As an example, Poore says, “One of the biggest culprits to increasing resistance we see in this part of the world is producers using low doses of ivermectin to control horn flies in the summer.” It's cheap and effective, but Poore explains it's also an engraved invitation to increased resistance to the anthelmintic by GI pests.

Other risky practices include dosing based on weights taken with the eyeball rather than a scale and dosing based on average weights rather than individual cattle weights.

“Use moderation. Don't deworm cows every month because you see an effect,” Poore emphasizes. “Focus most of your efforts on the youngest stock; they're the most susceptible, shed the most eggs and require the least amount of product to deworm.”

Alley adds that just as important is getting back to the idea of strategic deworming.
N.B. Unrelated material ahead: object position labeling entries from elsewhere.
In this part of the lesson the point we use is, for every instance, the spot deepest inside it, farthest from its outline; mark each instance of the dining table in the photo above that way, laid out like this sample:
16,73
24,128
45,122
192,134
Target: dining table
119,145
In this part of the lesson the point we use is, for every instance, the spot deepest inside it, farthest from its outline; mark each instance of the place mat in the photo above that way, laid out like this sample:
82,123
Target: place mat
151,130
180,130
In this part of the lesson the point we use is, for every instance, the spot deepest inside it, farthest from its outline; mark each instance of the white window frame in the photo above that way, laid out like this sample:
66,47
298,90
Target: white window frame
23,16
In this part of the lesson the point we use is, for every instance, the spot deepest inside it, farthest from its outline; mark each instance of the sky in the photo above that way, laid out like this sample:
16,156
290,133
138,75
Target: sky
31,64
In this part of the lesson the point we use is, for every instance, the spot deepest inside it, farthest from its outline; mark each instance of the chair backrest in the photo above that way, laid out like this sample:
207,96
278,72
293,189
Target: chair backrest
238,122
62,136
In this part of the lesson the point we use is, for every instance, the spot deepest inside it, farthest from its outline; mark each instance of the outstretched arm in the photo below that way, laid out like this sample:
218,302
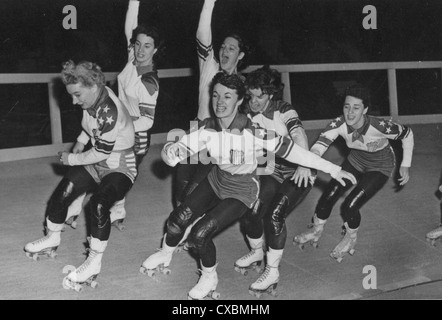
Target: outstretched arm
204,32
131,19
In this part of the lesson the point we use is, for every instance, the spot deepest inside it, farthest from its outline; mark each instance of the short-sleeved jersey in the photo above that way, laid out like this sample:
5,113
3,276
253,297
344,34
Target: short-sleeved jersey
370,148
109,127
138,87
236,149
281,117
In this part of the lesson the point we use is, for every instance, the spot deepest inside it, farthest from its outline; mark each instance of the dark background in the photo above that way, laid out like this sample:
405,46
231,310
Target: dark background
33,40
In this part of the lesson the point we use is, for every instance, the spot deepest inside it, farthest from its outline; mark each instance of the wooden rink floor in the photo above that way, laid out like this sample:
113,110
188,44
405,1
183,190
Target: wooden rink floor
391,238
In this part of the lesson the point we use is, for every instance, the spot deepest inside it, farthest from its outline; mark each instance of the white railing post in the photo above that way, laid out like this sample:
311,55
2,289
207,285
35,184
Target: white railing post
392,93
287,95
55,115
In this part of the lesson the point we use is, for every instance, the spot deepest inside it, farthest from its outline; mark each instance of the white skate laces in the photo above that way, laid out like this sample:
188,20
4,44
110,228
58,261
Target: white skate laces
206,285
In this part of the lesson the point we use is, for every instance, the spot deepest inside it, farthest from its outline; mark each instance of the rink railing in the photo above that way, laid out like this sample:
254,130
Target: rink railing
55,115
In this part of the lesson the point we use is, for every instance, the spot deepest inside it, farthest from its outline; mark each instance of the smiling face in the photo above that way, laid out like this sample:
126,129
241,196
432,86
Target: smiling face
258,100
144,49
229,55
83,96
225,102
354,111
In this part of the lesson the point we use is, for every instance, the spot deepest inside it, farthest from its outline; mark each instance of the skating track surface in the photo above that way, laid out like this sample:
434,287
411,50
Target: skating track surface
391,239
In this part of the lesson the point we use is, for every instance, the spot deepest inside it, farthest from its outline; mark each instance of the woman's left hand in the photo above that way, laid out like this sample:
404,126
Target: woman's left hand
405,175
64,158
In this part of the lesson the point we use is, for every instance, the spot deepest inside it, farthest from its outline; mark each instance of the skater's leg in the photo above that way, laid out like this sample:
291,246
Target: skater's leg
225,213
288,197
112,188
369,184
333,192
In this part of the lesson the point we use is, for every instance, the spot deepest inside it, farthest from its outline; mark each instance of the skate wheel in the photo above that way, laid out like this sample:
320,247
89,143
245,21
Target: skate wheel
255,294
68,269
166,271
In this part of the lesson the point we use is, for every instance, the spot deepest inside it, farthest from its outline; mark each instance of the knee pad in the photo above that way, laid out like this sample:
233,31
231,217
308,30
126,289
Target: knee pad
351,205
202,234
328,200
279,213
179,220
101,203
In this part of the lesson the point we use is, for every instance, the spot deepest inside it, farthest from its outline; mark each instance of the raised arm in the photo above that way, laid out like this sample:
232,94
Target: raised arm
131,19
204,32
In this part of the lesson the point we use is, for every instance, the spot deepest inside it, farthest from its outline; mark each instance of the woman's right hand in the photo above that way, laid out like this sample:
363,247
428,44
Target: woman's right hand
78,148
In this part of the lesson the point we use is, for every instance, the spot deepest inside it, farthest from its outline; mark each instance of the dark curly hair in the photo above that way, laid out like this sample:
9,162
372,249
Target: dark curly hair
231,81
85,72
152,32
266,79
361,92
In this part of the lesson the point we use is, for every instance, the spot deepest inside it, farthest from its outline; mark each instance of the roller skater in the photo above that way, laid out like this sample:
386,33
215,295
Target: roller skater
253,259
346,245
436,234
47,245
231,188
206,286
283,185
159,261
87,273
107,170
312,235
268,281
371,160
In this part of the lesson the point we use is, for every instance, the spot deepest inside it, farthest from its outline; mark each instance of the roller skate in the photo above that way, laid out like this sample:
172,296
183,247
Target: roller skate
346,245
312,235
205,288
159,261
253,259
118,213
87,273
268,281
434,235
74,211
47,245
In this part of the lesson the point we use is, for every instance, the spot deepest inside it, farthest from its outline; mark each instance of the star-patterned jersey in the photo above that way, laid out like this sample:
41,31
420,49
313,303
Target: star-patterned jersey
138,87
107,124
281,117
370,147
236,152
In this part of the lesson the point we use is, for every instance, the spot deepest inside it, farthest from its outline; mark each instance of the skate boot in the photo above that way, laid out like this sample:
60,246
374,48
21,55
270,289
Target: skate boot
253,259
74,211
346,245
268,281
118,213
312,235
159,261
434,235
205,288
47,245
88,271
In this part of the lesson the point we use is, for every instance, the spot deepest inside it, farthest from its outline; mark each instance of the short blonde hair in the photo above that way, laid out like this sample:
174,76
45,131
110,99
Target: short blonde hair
85,72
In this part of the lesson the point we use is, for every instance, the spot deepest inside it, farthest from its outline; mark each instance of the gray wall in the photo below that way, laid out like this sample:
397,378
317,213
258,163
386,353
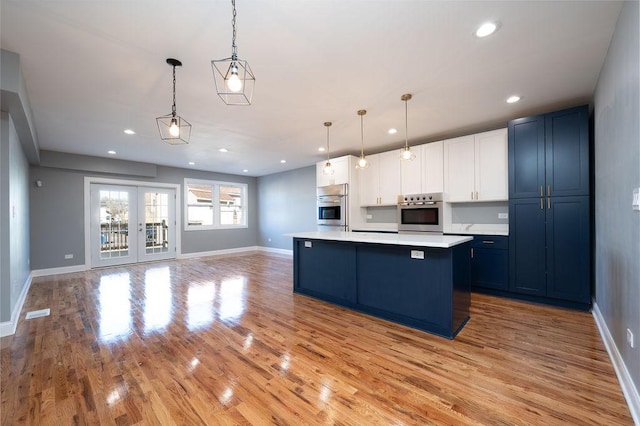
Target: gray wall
617,172
14,216
287,203
57,208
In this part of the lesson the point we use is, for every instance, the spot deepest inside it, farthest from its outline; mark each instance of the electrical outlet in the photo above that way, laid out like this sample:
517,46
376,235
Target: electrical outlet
417,254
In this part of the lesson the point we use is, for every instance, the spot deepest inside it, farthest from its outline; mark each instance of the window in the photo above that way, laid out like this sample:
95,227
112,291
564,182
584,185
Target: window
215,205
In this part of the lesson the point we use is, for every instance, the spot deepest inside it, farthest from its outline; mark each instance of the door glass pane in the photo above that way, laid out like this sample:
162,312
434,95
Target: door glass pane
114,224
156,214
231,205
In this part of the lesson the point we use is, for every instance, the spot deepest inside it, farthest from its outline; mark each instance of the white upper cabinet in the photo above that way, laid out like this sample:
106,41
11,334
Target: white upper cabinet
341,170
475,167
411,172
492,173
380,182
433,167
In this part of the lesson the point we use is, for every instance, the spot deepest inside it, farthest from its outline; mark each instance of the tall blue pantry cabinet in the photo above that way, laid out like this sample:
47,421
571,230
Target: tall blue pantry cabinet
549,208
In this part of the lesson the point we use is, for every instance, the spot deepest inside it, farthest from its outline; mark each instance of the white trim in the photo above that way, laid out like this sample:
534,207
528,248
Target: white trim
88,180
284,252
60,270
626,382
218,252
7,328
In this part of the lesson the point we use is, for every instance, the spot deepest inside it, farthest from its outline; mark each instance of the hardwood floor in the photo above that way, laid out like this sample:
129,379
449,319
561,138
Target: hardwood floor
225,341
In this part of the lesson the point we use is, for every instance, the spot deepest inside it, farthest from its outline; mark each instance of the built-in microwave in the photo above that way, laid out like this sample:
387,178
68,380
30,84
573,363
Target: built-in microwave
420,213
332,208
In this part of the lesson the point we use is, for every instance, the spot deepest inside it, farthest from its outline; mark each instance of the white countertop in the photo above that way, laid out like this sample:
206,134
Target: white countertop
436,241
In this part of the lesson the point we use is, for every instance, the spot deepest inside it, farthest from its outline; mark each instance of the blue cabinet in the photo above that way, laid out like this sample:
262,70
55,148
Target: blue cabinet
549,154
429,291
549,208
489,263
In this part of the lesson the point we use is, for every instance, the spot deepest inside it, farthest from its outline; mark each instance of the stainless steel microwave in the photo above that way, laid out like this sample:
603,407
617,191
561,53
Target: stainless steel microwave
420,213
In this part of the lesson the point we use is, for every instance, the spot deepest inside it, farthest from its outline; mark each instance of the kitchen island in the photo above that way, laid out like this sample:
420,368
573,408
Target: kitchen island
422,281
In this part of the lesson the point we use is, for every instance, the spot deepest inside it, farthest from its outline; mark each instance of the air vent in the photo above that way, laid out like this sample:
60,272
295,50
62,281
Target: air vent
38,314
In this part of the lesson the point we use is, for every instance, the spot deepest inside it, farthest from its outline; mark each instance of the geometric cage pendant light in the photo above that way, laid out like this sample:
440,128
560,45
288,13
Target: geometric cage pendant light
174,129
232,76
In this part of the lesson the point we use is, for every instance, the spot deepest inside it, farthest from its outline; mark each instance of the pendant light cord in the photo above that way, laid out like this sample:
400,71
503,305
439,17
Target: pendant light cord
173,107
362,135
234,48
406,124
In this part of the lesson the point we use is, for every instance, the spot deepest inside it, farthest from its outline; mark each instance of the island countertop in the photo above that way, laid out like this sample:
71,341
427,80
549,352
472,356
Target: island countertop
426,240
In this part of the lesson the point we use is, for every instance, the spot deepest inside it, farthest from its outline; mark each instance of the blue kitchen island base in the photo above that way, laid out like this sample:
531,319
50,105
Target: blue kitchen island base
427,288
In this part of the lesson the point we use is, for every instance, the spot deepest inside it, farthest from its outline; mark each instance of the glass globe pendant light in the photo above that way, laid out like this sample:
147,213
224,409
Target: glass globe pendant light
362,161
174,129
232,76
406,153
328,168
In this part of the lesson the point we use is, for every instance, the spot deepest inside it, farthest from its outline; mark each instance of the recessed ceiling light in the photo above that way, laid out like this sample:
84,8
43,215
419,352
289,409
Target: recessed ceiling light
486,29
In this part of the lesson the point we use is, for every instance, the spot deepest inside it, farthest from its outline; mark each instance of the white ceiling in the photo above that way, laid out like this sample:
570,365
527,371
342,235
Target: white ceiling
94,68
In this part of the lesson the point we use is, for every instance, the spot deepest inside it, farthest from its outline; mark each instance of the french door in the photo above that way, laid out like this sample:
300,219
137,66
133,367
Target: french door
131,224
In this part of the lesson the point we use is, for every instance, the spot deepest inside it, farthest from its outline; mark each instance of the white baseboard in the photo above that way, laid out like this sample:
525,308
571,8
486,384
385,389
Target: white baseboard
7,328
56,271
239,250
626,382
218,252
284,252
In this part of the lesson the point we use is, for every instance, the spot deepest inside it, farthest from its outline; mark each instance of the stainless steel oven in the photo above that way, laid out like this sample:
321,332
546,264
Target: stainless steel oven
333,210
420,213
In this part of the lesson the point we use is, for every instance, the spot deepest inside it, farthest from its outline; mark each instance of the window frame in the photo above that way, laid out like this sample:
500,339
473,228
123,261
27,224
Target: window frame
215,203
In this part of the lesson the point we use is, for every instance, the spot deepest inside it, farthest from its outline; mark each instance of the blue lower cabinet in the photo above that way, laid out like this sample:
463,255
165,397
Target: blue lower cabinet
326,269
489,262
424,288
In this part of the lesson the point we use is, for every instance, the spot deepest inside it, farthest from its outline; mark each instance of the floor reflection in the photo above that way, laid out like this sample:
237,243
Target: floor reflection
232,298
158,304
115,306
200,305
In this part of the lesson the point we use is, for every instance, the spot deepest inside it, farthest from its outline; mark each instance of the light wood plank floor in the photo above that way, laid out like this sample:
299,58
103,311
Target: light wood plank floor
225,341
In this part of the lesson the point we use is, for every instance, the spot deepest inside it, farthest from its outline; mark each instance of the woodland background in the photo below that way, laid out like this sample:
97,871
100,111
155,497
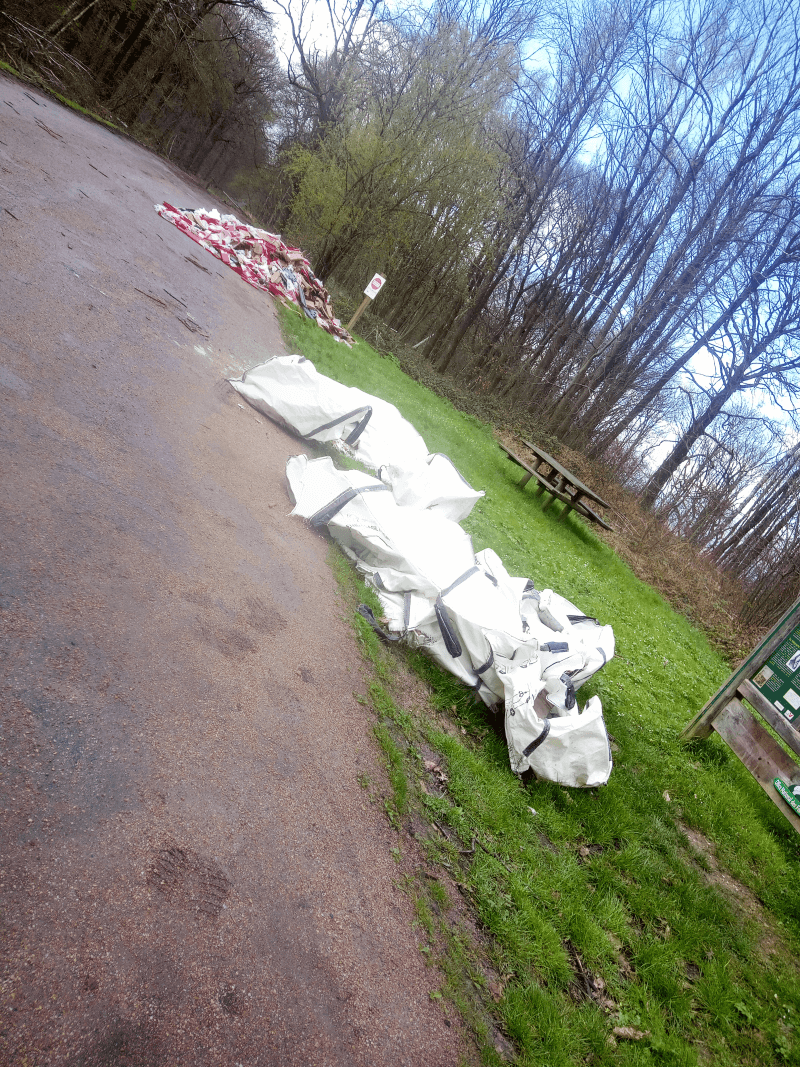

Rather than rely solely or almost exclusively on anthelmintics, he recommends producers work harder at such things as rotational grazing and timing the use of dewormers when they're most effective rather than when they're most convenient to administer.

According to the NAHMS 2007-08 Beef report, 85.1% of producers time the deworming of their cattle based on their schedule (Table 1); 83% base efficacy of deworming products on cattle appearance (Table 2). Only 5.7% of operations conducted fecal samples within the previous three years of the study.

“It is likely that the widespread use of the avermectins for more than two decades has altered the face of parasitic gastroenteritis in the U.S., and that in the future the most economically important parasite will not be Ostertagia, but rather less pathogenic forms, which because of their drug resistance patterns thrive in particular production systems,” conclude researchers in the ARS paper. “This will challenge parasitologists to draw less on generalizations about parasite transmission profiles, and instead develop approaches more tailored for a given production location.”

  1. The identification of cattle nematode parasites resistant to multiple classes of anthelmintics in a commercial cattle population in the U.S.